Pada aspek ini, keberlakuan hukum Islam khususnya di bidang perjanjian
merupakan suatu kebutuhan dan tuntutan realitas nyata untuk memberikan dasar
pijak bagi penyelenggaraan bisnis dan ekonomi syariah yang telah menjadi
kenyataan di negeri ini.
Akhirnya kita dapat mengambil kesimpulan, bahwa
kedudukan Hukum Islam (termasuk di dalamnya Hukum Perjanjian Islam) setelah
Indonesia merdeka sudah lebih kokoh, tanpa dikaitkan dengan Hukum Adat. Hal
ini dapat dilihat dari pembinaan Hukum Nasional yang berprinsip sebagai berikut
:
a. Hukum
Islam yang disebut dan direntukan oleh peraturan perundang-undangan dapat
berlaku langsung tanpa harus melalui Hukum Adat.
b. Republik
Indonesia
wajib mengatur sesuatu masalah sesuai dengan Hukum Islam sepanjang hukum itu hanya
berlaku bagi pemeluk agama Islam.
c. Kedudukan
Hukum Islam dalam sistem hukum Indonesia
sama dan sederajat dengan Hukum Adat dan Hukum Barat.
d. Hukum
Islam juga menjadi sumber pembentukan Hukum Adat, Hukum Barat, dan hukum
lainnya yang tumbuh dan berkembang dalam negara Republik Indonesia.
D. Perbedaan
hukum perjanjian syari’ah dengan hukum perjanjian konvensional
Perjanjian dalam
hukum islam dikenal dengan istilah al-aqd yang berarti perikatan,
permufakatan.
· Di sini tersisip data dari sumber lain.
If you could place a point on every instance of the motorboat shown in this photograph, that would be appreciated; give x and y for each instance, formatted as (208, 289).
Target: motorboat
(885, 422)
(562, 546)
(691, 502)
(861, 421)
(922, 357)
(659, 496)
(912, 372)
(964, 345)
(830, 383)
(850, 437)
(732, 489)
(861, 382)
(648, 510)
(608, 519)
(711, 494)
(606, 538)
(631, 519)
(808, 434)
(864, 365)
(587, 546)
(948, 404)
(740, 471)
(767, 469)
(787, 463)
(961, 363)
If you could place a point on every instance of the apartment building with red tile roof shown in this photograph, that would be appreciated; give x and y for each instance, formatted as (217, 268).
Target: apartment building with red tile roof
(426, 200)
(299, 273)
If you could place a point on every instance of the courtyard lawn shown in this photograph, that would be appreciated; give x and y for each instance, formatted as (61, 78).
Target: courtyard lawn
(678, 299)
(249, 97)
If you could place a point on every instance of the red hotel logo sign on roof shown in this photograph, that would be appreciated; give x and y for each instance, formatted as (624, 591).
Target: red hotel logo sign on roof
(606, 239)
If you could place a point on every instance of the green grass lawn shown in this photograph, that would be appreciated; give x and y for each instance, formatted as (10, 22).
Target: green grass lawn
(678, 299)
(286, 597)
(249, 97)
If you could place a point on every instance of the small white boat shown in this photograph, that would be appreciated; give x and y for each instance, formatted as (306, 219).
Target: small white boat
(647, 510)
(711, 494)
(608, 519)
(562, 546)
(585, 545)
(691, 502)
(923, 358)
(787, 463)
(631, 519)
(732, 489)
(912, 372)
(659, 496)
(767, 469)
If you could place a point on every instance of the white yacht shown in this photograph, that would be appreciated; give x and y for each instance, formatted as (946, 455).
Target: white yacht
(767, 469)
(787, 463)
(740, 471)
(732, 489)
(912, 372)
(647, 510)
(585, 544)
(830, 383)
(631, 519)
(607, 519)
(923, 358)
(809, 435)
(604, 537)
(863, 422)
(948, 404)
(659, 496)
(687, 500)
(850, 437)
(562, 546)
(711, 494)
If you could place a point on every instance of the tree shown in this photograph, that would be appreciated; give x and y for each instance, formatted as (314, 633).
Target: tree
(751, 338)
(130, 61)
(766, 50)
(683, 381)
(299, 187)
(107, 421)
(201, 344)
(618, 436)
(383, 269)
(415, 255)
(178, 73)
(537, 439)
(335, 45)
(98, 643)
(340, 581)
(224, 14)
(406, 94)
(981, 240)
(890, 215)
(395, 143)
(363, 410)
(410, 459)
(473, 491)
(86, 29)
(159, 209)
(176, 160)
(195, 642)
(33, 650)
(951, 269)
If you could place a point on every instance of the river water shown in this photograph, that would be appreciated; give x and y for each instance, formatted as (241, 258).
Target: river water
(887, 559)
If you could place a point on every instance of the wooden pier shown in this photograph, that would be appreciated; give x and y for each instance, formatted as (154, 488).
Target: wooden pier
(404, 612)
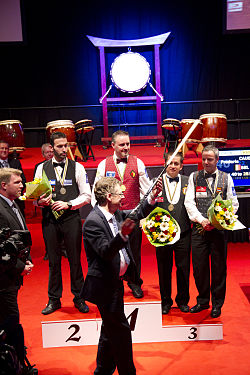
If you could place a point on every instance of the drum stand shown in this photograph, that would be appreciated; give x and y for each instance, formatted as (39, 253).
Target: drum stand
(171, 135)
(84, 139)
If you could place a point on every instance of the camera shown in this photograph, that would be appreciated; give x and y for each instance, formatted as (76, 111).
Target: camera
(14, 245)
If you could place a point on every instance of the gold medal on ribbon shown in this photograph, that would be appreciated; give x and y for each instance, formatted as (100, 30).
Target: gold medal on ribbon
(63, 190)
(170, 207)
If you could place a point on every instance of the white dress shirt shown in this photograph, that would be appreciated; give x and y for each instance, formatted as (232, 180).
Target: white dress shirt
(109, 217)
(144, 181)
(190, 204)
(173, 189)
(84, 196)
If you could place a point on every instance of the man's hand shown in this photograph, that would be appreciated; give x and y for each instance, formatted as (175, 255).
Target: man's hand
(207, 225)
(127, 227)
(44, 200)
(157, 188)
(59, 205)
(28, 268)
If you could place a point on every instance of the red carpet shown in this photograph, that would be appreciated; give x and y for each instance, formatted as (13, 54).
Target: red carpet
(229, 356)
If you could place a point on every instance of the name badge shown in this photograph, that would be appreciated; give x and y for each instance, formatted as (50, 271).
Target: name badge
(201, 192)
(67, 182)
(110, 174)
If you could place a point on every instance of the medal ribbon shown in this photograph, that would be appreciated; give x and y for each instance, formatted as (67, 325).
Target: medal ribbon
(119, 172)
(171, 198)
(62, 179)
(215, 185)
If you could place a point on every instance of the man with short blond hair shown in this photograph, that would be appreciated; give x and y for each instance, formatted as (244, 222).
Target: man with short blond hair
(110, 261)
(11, 277)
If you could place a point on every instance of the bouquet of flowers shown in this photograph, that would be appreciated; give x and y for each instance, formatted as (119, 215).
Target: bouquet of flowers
(38, 187)
(161, 228)
(220, 214)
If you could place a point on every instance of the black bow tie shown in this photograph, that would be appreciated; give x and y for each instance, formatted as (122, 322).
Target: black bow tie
(58, 165)
(122, 160)
(174, 179)
(213, 175)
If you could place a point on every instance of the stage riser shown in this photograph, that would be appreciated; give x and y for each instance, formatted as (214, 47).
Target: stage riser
(145, 321)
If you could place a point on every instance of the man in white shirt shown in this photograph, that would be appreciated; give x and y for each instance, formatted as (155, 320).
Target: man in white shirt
(132, 173)
(172, 200)
(70, 191)
(203, 187)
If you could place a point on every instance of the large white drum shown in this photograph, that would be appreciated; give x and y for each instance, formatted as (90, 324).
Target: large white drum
(130, 72)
Secara terminology fiqih akad di definisikan dengan: :”pertalian
ijab (pernyataan melakukan ikatan) dan qobul (pernyataan menerima ikatan)
sesuai dengan kehendak syariat yang berpengaruh pada objek perikatan”.
Sementara dalam
KUH Perdata disebutkan bahwa perjanjian adalah “suatu peristiwa dimana
seorang berjanji kepada orang lain atau dimana dua orang itu saling berjanji
untuk melakukan suatu hal”.
Dengan demikian,
setelah adanya perjanjian yang menimbulkan perikatan maka timbulah yang
dinamakan kontrak atau oleh hasanaddin rahmad disebut perjanjian tertulis
sebagai media atau bukti kedua belah pihak.
Perbedaan pokok
hukum perjanjian syariah dengan hukum perjanji konvensional :
1. Landasan
filosofis
Hukum perjajian syariah :
religious, transedental (ada nilai agama, berasal dari ketentuan Allah.
Hukum perjanjian konvensional: sekuler
(tidak ada nilai agama).
2. Sifat
Hukum perjanjian syariah: individual
proporsional.
Hukum perjanjian konvensional:
individual / liberal.
3. Ruang
lingkup (subtansi)
Hukum perjanjian syariah: hubungan bidimensional
manusia dengan Allah (vertikal), manusia dengan manusia, benda, dan
lingkungan (horizontal).
Hukum perjanjian konvensional:
hanya hubungan manusia dengan manusia, manusia dengan benda (horizontal).
4. Proses
terbentuknya
Hukum perjanjian syariah: adanya
pengertian al-ahdu (perjanjian) – persetujuan - al – akhdu (perikatan)
(QS.Ali Imron: 76, QS. Al-Maidah: 1 ).
Hukum perjanjian konvensional:
adanya perngertian perjanjian (overeenkomst) dan perikatan (verbintebsis)
(1313 dan 1233 BW).
5. Sahnya
perikatan
Hukum perjanjian syariah: halal,
sepakat, cakap, tanpa paksaan, ijab dan qobul.
Hukum perjanjian konvensional:
sepakat, cakap, hal tertentu, halal (1320 BW).
6. Sumber
Hukum perjanjian syariah: sikap
tindak yang didasarkan syariat, persetujuan yang tidak melanggar syariat.
Hukum perjanjian konvensional:
persetujuan, undang-undang (1233 BW).